It’s not often these days that consumer advocates can cheer a decision from the U.S. Supreme Court, but that’s what we’re doing today after the Court held unanimously on Thursday, in USDA Rural Development Rural Housing Service Inc. v. Kirtz, that consumers may sue the federal government if it provides false or inaccurate information to credit reporting agencies.
The Center, along with the National Consumer Law Center, Public Justice, and the Jerome N. Frank Legal Services Organization at Yale Law School, filed one of only two amicus briefs in this case. Our brief provided context for the case, presenting an exploration of the multifarious federal programs in which the government, often in the role of lender, serves as the furnisher of information on credit reports. The brief supports the plaintiff consumer’s argument – and the Court’s ultimate conclusion – that the federal Fair Credit Reporting Act (FCRA) waives federal sovereign immunity.

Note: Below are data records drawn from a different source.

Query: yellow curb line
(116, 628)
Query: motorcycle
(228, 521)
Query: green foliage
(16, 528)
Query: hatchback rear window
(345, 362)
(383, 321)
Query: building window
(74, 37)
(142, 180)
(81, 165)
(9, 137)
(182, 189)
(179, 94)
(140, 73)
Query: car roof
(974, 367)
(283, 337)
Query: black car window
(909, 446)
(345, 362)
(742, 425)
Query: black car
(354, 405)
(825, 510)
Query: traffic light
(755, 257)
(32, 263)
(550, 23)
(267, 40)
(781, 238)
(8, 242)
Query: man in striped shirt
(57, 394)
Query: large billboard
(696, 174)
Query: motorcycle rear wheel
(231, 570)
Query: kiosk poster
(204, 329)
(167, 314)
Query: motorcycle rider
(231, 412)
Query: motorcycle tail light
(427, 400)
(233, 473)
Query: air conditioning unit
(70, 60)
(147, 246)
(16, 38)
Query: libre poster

The need to hold the government accountable for its errors is acute. As the nation’s largest creditor and employer, the U.S. government routinely uses credit data and furnishes it to the Big Three credit reporting agencies: TransUnion, Equifax, and Experian. Writing for the Court, Justice Gorsuch described the importance of credit reports succinctly in the first sentence of the opinion: “A credit report can determine everything from whether a person can secure a credit card, purchase a home, win a new job, or start a small business.” Mistakes on credit reports, therefore, can have devastating consequences. As the Court explained later in the opinion – echoing precisely the arguments raised in our brief – mistakes can “lead lenders to insist on higher interest rates or other terms that make it difficult or impossible for consumers to obtain a mortgage, auto loan, student loan, or other credit.”
The FCRA accordingly places careful guardrails on, in the words of the statute, “persons” that use and furnish credit data, and authorizes private lawsuits against those “persons” for money damages to deter violations and compensate victims of credit reporting errors. The federal government, however, has long claimed that it cannot be sued under FCRA because Congress had not explicitly waived federal sovereign immunity in that statute.
Thursday, in a major victory for consumers, the Supreme Court repudiated the government’s position, concluding that the plain text of FCRA unequivocally waives federal sovereign immunity. The Court explained that FCRA’s definition of a covered “person” who can sue for damages under the law, which includes “government or governmental subdivision or agency,” unambiguously applies to the federal government. The statute’s use of the terms “government or governmental . . . agency” suffices as a waiver of sovereign immunity; as the Court concluded, “that is the end of the matter.” The Court then proceeded to dispense with the government’s various arguments to the contrary.
The decision is a signal victory for consumers. The FCRA provides some of the most important federal statutory protections for consumer privacy and the accuracy of credit information. The Court’s ruling vindicates the principle that the federal government is not above the law (at least, unless it has put itself there), and that the FCRA remains a potent aegis shielding consumers.
The Center congratulates petitioner Reginald Kirtz and his counsel at Public Citizen and Weisberg Law for the important, groundbreaking win for consumers across the country.